La gratuité à Charléty ne peut pas s’appliquer en Ligue des champions

Au Losc, Tess a ainsi des séances d’entraînement doublées deux jours par semaine, ce que ne peut pas mettre en place le Paris FC, où il n’y a qu’une séance quotidienne placée en fin d’après-midi. Pour autant, le PFC compte déjà 12 points d’avance sur le promu lillois après sept journées de D1. Prochain défi pour les partenaires de Gaëtane Thiney : parvenir à mieux remplir un stade Charléty (19.000 places) qui va encore sonner creux ce mercredi contre Häcken, avec 3.000 spectateurs attendus.

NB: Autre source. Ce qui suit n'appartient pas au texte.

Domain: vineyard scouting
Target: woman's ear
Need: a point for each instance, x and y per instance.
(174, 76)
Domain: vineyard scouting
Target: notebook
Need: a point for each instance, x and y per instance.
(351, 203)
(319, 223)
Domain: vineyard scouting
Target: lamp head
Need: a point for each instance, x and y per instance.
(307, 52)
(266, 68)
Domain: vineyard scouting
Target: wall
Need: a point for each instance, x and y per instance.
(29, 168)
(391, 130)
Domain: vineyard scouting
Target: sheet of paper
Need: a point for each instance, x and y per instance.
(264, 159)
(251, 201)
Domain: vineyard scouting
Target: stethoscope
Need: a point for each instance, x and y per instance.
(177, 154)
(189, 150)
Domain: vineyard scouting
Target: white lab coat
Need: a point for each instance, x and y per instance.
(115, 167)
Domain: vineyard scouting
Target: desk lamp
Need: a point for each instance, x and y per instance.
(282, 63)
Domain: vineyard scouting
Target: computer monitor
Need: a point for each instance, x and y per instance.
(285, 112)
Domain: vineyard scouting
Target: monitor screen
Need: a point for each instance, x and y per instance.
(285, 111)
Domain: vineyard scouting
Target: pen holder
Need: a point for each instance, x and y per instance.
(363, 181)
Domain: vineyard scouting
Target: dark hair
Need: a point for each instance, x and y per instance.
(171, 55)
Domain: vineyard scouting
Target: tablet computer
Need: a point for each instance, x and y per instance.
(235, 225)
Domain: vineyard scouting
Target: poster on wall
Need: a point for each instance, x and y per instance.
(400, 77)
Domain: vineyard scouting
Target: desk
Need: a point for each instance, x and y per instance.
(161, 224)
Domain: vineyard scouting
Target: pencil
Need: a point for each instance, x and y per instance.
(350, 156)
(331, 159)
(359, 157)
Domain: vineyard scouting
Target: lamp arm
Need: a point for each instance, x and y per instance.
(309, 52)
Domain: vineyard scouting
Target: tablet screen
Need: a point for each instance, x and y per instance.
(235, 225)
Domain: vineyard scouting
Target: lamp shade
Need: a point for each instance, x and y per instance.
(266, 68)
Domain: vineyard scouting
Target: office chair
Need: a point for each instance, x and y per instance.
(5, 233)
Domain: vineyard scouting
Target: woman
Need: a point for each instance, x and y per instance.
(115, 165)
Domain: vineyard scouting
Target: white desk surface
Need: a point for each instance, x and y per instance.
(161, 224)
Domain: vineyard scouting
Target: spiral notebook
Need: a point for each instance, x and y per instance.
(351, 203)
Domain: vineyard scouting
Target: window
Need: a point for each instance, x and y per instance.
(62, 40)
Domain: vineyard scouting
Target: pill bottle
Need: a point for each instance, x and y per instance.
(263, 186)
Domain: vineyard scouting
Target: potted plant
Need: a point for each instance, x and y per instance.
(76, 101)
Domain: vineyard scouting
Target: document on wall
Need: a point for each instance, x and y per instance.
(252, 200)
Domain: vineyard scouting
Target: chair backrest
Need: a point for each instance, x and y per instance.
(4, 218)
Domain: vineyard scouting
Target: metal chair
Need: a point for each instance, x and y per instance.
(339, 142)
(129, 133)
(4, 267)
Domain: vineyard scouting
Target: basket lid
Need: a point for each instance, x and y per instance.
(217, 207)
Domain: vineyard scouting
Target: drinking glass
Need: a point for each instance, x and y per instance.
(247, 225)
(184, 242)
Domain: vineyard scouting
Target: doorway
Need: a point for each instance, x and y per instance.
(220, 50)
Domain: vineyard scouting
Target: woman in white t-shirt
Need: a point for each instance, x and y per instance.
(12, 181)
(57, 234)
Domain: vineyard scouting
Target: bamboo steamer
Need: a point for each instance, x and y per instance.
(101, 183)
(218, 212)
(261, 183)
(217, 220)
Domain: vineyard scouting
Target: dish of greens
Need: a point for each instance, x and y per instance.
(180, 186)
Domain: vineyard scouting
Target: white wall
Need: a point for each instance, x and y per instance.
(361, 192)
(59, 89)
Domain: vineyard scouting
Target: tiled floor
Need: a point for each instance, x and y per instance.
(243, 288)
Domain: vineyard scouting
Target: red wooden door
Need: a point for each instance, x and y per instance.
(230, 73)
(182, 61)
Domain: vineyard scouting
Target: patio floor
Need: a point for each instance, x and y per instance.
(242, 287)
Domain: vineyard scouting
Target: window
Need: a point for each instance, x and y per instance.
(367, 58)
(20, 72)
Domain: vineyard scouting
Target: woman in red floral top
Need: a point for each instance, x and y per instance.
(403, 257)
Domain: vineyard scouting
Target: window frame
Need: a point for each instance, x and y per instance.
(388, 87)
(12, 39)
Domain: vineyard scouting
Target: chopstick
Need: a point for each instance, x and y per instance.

NOTRE DOSSIER SUR LA LIGUE DES CHAMPIONS

A ce propos, l’UEFA n’accepte pas l’opération gratuité officiellement lancée par le Paris FC la semaine passée en Ligue 2 masculine et en D1 féminine, donc les places sont vendues entre 8 et 12 euros pour les trois rencontres de poule de C1. Des tarifs très raisonnables pour y découvrir la jeune star colombienne du Real Linda Caceido (le 14 décembre), la buteuse australienne de Chelsea Sam Kerr (le 30 janvier), et surtout ce petit poucet tricolore sans complexe qu’est le PFC.